Metadata-Version: 2.1
Name: tepimport
Version: 0.0.1
Summary: Utility for quickly downloading and loading the Tennessee Eastman Process data set
Home-page: https://github.com/hsaafan/TEPImport
Author: Hussein Saafan
Author-email: hsaafan@uwaterloo.ca
License: UNKNOWN
Platform: UNKNOWN
Classifier: Programming Language :: Python :: 3
Classifier: License :: OSI Approved :: MIT License
Classifier: Operating System :: OS Independent
Requires-Python: >=3.6
Description-Content-Type: text/markdown
License-File: LICENSE

# TEPImport

Utility for quickly downloading and loading the Tennessee Eastman Process data set.

The data set is downloaded from the University of Illinois Large Scale Systems Research Laboratory. A copy of the license is included in the zip package downloaded from the site in the file `readme.txt`.

## Quickstart

Install the package using pip.

    pip3 install tepimport

Import the data sets into your code

    import tepimport
    tep = tepimport.import_sets()

Output the data sets

    for name, train, test in tep:
        print(name)
        print(train)
        print(test)

## Downloading the Data

You will be automatically prompted to download the data when trying to import the files into your code. Alternatively, you can run the download module with the following command.

    python3 download.py [-h] [--url URL] [--path PATH] [--target TARGET] [--name NAME] [--use-local] [--cleanup] [--no-extract]

    optional arguments:
    -h, --help       show this help message and exit
    --url URL        custom url to download the data from
    --path PATH      the path to download the zip file to
    --target TARGET  the target path to extract the zip file to
    --name NAME      the name of the zip file
    --use-local      extract a local copy of the zip file
    --cleanup        delete the zip file after extracting it
    --no-extract     download the zip without extracting it

## Module Functions

The `tepimport.py` file provides the utilities for import the data sets into your code.

`data_exists_check() -> None`

        Check that the data set is present in the defined folder path and prompt the user to download the data set if it can't be found.

`set_folder_path(path: str) -> None`

        Change the path of where to look for the data sets

`import_data_set(file_name: str) -> np.ndarray`

        Import a data set file as a numpy array

`import_sets(sets_to_import: tuple, check_data_exists: bool, skip_training: bool, skip_test: bool) -> list`

    Takes a sequence of integers from 0-21 and returns a list of tuples
    of (set name, training set, test set)

    Parameters
    ----------
    sets_to_import: iterable or int
        An iterable object containing integers in the range [0, 21] or a single integer in that range that indicate the data sets to be imported.
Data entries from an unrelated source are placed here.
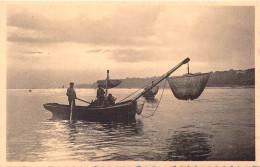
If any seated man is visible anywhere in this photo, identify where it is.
[105,93,116,106]
[97,85,105,105]
[66,82,77,107]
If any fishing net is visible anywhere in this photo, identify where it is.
[136,100,145,115]
[168,73,211,100]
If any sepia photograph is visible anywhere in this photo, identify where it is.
[0,1,260,166]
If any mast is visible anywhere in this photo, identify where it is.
[105,70,109,97]
[132,57,190,102]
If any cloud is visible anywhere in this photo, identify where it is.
[7,6,161,45]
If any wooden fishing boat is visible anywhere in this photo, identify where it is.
[43,58,190,122]
[43,101,141,122]
[143,86,159,100]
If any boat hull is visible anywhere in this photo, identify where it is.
[143,86,159,100]
[43,102,137,122]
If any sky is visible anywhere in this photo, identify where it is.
[7,2,255,88]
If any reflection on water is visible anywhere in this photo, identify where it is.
[7,89,255,162]
[166,131,212,161]
[39,120,143,161]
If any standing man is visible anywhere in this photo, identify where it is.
[97,85,105,105]
[66,82,77,107]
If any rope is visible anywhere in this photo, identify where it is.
[141,78,167,118]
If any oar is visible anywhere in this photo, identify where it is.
[70,100,74,122]
[76,98,91,104]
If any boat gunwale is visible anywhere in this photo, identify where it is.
[168,72,212,80]
[43,101,132,110]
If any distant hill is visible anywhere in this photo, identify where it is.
[75,68,255,88]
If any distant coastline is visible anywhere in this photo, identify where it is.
[7,68,255,89]
[75,68,255,89]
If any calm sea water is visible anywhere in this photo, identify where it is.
[7,89,255,161]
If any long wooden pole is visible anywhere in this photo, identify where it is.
[132,57,190,102]
[70,100,74,122]
[105,70,109,97]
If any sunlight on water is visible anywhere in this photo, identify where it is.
[7,89,255,161]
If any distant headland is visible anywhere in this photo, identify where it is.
[75,68,255,88]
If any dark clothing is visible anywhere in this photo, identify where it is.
[97,88,105,103]
[68,99,76,107]
[105,95,116,106]
[66,87,77,106]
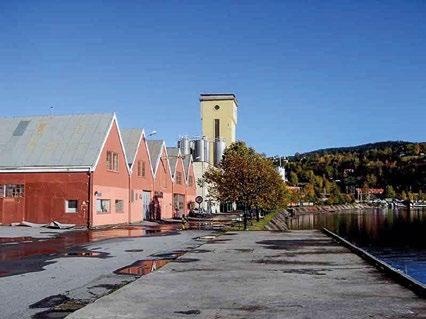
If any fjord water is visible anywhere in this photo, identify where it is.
[289,209,426,284]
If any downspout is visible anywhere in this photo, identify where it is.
[127,172,132,225]
[87,171,94,229]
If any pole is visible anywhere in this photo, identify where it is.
[201,161,204,211]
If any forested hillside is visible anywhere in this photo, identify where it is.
[273,141,426,202]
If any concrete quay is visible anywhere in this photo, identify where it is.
[67,231,426,319]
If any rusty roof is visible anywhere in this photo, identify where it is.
[0,113,115,169]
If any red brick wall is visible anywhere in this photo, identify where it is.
[0,173,89,225]
[91,121,130,226]
[154,147,173,218]
[130,139,154,222]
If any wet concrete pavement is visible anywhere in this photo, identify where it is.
[69,231,426,319]
[0,226,212,318]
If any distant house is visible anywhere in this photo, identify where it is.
[147,140,173,220]
[167,147,186,217]
[355,188,385,200]
[0,114,129,227]
[122,129,154,223]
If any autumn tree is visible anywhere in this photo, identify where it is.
[203,142,289,229]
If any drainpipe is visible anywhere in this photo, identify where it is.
[127,173,132,225]
[87,171,93,228]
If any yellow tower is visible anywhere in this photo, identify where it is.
[200,94,238,163]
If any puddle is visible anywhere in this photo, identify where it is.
[191,249,213,254]
[173,258,199,263]
[150,250,188,259]
[175,309,201,315]
[282,269,330,276]
[0,237,33,245]
[65,250,109,257]
[252,259,334,266]
[194,235,217,240]
[29,295,70,309]
[31,310,73,319]
[256,239,341,250]
[0,225,178,277]
[31,299,88,319]
[114,259,171,276]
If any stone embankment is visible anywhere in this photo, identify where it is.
[288,203,372,216]
[265,204,371,231]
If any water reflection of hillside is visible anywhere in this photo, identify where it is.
[289,209,426,282]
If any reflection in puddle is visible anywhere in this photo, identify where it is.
[114,259,171,276]
[65,250,109,257]
[0,225,178,277]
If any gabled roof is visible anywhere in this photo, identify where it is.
[167,147,180,176]
[0,113,116,170]
[147,140,172,178]
[121,128,144,168]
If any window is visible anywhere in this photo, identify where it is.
[214,119,220,139]
[115,199,124,213]
[138,161,145,177]
[65,199,78,213]
[96,199,111,213]
[176,172,182,185]
[0,184,24,197]
[106,151,118,172]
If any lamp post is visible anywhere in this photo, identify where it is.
[147,130,157,137]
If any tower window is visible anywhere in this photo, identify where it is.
[214,119,220,139]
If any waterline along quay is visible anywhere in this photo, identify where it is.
[0,93,426,319]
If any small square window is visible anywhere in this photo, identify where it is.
[65,199,78,213]
[176,172,182,185]
[115,199,124,213]
[96,199,111,213]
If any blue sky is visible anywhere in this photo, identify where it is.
[0,0,426,155]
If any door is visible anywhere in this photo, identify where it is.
[173,194,185,218]
[142,191,151,220]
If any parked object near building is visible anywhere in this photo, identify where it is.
[213,138,226,166]
[122,129,154,223]
[183,155,197,213]
[0,113,129,227]
[147,140,173,220]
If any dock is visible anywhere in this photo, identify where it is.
[67,230,426,318]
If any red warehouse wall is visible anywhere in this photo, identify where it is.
[154,147,173,218]
[130,139,154,223]
[0,173,89,225]
[91,121,129,226]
By default all data sets will be imported.

    check_data_exists: bool
        Checks that the data sets exist before attempting to import and prompt the user to download the data sets if they aren't found. Set to True by default.

    skip_training: bool
        If true, don't import the training sets. Set to False by default.

    skip_test: bool
        If true, don't import the test sets. Set to False by default.

`import_tep_sets(lagged_samples: int) -> tuple`

    Imports the normal operation training set and 4 of the commonly used test sets [IDV(0), IDV(4), IDV(5), and IDV(10)] with only the first 22 measured variables and first 11 manipulated variables. By default, 2 lagged copies are added to the data sets.

`add_lagged_samples(data: np.ndarray, lagged_samples: int) -> np.ndarray`

    Takes a matrix X of [x(1), x(2), ..., x(n)] of n samples where each sample x(i) = [x_1(i), x_2(i), ..., x_m(n)]^T contains m variables and returns a new matrix X* = [x*(1), x*(2), ..., x*(n - d)] of n - d samples where each sample x*(i) = [x_1(i + d), x_2(i + d), ..., x_m(i + d), x_1(i + d - 1), ..., x_2(i + d - 2), ..., x_m(i)] contains m(d + 1) variables where d is the number of lagged samples.